For hits, it has been on a steady decline for a number of years. This also shows that there is a decrease in offensive productivity over the past 20 years. This could be a result of the focus on power hitting and less of a focus on contact hitting. Hitters are now more concerned with hitting for power, which means they make contact less, and this could account for this trend.
OPS is one of the most important stats in baseball, as we have already identified. However, it shows the same decline, but with a similar bump around 2015 as the runs had. This could also point to the decrease in offensive production.
OBP, or on base percentage, has suffered a similar fate as OPS. Since it is used to calculate OPS, this makes sense. However, with home run hitting being the focus in today’s game, and less about contact hitting, hitters have gotten on base less.
Finally, strike outs may be the most telling of offensive trends in todays game. People swing and miss more than they did 24 years ago. Again, this could be accounted for by a shift in strategies and attitudes about hitting. However, this does provide clear evidence that players are making contact less.
Overall, these graphs show us that offensive production is not what it used to be. Maybe pitchers are better, hitters are worse, strategies just changed? No matter the result, as the MLB continues to push offensive production, it will be interesting to see if these trends continue.
OPS by Quartile
Next, we want to examine what makes the good teams so good. This is where we will use the quartile variable created earlier. First, we will group the data by quartile. From there we can see how teams in each quartile vary by certain statistics, in this case, OPS.

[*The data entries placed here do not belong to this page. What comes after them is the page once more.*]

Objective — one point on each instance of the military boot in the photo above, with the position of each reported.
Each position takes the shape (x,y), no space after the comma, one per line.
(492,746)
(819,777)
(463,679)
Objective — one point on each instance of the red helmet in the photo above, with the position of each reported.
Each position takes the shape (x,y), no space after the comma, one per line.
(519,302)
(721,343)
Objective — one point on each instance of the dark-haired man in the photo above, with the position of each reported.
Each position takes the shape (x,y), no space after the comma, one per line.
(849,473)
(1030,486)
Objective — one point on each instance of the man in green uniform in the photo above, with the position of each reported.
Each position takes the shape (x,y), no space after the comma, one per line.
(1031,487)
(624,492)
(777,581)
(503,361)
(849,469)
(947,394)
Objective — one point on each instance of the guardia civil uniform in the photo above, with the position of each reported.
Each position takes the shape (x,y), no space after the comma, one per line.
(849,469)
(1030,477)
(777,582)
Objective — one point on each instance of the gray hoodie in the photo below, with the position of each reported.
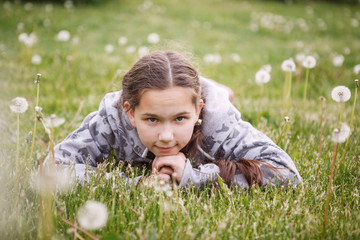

Above is a boxplot showcasing the distribution of OPS by teams in each run quartile. As we can see here, teams that are in the highest quartile and score the most runs tend to have the highest OPS. This makes sense considering our analysis on correlations from earlier. This tells us that all of the best teams tend to have a higher OPS. This once again tells us that OPS is a stat that should be the focus of Major League Teams
Team Success
Up to this point, many different trends and correlations have been examined. To get a better picture of offensive trends since 2000, one final trend we want to look at is which teams have been the best at scoring runs this decade. To do this, we must group by team, and from there we can examine which teams have been the most successful and least successful at scoring runs this decade.
Above is a column chart that shows us which teams were the best at scoring runs since 2000. Here we can see that teams like the Red Sox, Yankees, and Angels have been the best at scoring runs. Teams like the Marlins, Pirates, and Padres have been the worst. This graph helps us identify trends in offensive production by team, as we can see which teams have been producing the most in the past 20 years.
Conclusion
By using the data we were able to retrieve from baseball-reference.com, we were able to discover which offensive statistics correlated to runs and identify trends in the MLB over the past 24 years. We found that OPS is a very telling statistic in terms of offensive success. We saw that offensive production has seemingly gone down since 2000, but with a small bump in recent years. Finally, we saw which teams have been the most successful over the past 24 years. This data from baseball reference allowed us to learn a lot about modern day baseball.